Janet Maslin: Spoiler Alert

An ancient hatred of mine is back!
Lo and behold, the nefarious Janet Maslin, erstwhile film critic of the New York Times, is at it again.
She used to tell all the jokes in her reviews of funny movies. She wouldn't leave one joke out of the page, if she could help it. Thus, she basically ruined every comedy for the people who read her. You'd go to the movie only to realize you had already heard all the jokes. Mirth-killer. Party-pooper. Idiot. She put me in a homicidal mood, I have to confess. On a molotov cocktail throwing, sharpshooting, arson provoking, guillotine wielding, rope twisting around the neck, kind of mood.
Well, apparently, time has not changed anything. They still, incomprehensibly, employ her at the Times, where she is still in charge of telling other people's jokes. Today, she tells all the jokes in some old Woody Allen books and in some new Woody Allen books. So if you are in the mind of buying such books, you have been warned, do not read her review.

Speaking of Woody Allen, I don't find him funny anymore. Not even if Janet Maslin tells the jokes. I find him actually excruciatingly unfunny. I was once one of his biggest fans, but lately, let's say in the last 10 years, I can't stand his movies and I can't stand his smug little pieces in The New Yorker.

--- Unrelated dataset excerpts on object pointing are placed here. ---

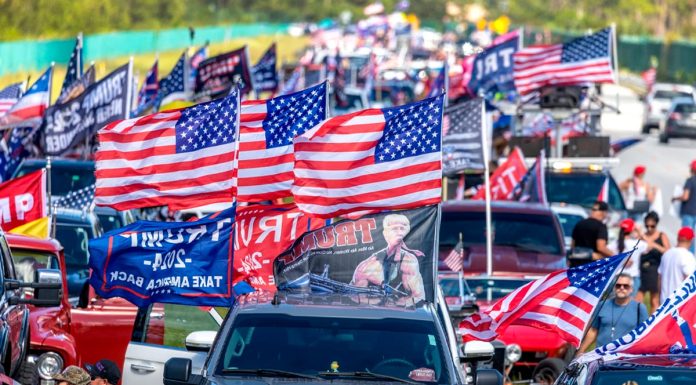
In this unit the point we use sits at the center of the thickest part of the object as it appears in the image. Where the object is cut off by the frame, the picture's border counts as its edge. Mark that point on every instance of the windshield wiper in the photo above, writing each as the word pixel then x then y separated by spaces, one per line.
pixel 365 375
pixel 269 373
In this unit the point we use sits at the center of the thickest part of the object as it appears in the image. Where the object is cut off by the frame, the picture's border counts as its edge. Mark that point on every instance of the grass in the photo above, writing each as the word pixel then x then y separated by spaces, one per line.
pixel 287 46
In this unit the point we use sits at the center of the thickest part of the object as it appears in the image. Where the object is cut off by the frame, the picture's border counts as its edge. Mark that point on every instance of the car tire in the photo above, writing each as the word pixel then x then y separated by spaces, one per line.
pixel 548 371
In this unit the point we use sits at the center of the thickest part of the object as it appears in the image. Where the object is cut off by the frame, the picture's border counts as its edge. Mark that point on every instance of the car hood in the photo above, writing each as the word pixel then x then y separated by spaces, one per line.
pixel 506 260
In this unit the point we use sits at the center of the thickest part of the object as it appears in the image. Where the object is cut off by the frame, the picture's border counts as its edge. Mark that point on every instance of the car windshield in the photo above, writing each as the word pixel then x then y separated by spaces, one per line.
pixel 645 376
pixel 65 179
pixel 493 289
pixel 28 261
pixel 581 188
pixel 526 231
pixel 406 349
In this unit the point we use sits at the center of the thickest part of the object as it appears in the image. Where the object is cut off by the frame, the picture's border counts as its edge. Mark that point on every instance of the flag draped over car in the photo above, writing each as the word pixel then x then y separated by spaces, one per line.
pixel 585 59
pixel 372 159
pixel 180 158
pixel 561 302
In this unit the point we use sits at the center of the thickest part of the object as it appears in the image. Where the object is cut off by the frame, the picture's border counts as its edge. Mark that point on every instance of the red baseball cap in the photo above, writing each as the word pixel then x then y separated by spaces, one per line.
pixel 627 225
pixel 640 169
pixel 686 233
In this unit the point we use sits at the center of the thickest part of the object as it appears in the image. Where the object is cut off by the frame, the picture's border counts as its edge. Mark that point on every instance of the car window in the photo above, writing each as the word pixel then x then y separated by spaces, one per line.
pixel 532 232
pixel 169 324
pixel 315 345
pixel 28 261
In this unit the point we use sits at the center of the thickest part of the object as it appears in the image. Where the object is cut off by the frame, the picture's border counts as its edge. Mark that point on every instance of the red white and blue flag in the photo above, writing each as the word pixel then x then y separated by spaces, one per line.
pixel 266 131
pixel 180 158
pixel 671 329
pixel 561 302
pixel 375 159
pixel 585 59
pixel 30 108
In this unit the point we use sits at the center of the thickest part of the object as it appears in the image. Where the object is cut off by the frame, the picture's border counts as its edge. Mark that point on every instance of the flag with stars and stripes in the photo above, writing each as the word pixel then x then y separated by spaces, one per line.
pixel 375 159
pixel 180 158
pixel 80 199
pixel 265 73
pixel 173 88
pixel 266 131
pixel 462 141
pixel 30 108
pixel 585 59
pixel 561 302
pixel 74 70
pixel 9 96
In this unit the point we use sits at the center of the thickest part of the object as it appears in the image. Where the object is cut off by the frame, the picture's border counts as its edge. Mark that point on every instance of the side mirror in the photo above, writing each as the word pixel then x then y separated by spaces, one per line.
pixel 200 341
pixel 177 371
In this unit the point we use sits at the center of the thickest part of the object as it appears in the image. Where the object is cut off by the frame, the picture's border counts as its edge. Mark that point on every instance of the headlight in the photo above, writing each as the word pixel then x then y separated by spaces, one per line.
pixel 513 353
pixel 48 365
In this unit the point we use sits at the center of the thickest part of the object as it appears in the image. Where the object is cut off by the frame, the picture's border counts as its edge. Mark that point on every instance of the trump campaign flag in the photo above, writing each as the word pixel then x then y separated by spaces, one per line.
pixel 373 159
pixel 181 158
pixel 23 199
pixel 187 263
pixel 585 59
pixel 671 329
pixel 30 108
pixel 266 131
pixel 561 302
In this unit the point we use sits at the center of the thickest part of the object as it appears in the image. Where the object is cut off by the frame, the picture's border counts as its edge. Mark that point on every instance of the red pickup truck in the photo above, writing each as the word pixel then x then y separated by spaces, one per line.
pixel 72 333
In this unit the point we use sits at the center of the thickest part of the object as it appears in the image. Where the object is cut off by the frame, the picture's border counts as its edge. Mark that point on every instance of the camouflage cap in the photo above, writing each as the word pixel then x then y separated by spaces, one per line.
pixel 75 375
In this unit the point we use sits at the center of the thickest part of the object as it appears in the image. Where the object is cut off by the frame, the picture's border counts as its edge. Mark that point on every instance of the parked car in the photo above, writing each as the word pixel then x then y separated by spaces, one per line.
pixel 326 339
pixel 15 307
pixel 680 121
pixel 64 335
pixel 527 244
pixel 658 101
pixel 648 369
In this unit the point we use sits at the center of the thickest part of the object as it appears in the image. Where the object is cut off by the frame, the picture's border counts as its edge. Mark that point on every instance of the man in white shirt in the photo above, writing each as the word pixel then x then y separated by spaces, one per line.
pixel 677 264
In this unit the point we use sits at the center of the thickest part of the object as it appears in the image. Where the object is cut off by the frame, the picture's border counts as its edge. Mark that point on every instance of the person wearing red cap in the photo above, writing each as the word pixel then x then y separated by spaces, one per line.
pixel 688 202
pixel 636 189
pixel 677 264
pixel 629 238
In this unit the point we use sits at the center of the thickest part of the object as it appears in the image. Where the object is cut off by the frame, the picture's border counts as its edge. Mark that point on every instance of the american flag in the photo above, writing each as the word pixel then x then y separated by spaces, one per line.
pixel 585 59
pixel 561 302
pixel 148 92
pixel 80 199
pixel 173 87
pixel 74 71
pixel 372 159
pixel 29 109
pixel 266 131
pixel 9 96
pixel 181 158
pixel 455 259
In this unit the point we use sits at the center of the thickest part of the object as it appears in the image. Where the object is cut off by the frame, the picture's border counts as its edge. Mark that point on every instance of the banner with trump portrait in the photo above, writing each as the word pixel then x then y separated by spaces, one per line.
pixel 389 255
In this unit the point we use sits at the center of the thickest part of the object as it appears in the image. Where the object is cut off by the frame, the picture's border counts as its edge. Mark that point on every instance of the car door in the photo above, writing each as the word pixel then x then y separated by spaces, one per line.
pixel 16 316
pixel 161 335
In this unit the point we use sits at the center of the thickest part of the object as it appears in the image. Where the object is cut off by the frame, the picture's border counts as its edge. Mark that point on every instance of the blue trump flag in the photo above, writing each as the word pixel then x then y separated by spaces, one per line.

He's one of those artists who has decided he's not going to live in the same world with the rest of us (like Stanley Kubrick, another neurotic Jew, at the end of his life). Our world is irrelevant to Woody Allen, and so his world seems irrelevant to me. It kind of tries to look like our world, but it really isn't because there isn't one shred of reality in it. His movies all take place in a fake New York, (or lately, in a fake Europe) all populated by women who are either horrendously shrewish or cloyingly ditzy or cartoonishly sexual, but none of them realistic or sympathetic. The last movie of his I saw was that thing about the tennis player and I thought it was contrived and airless, as if conceived inside a can of peas.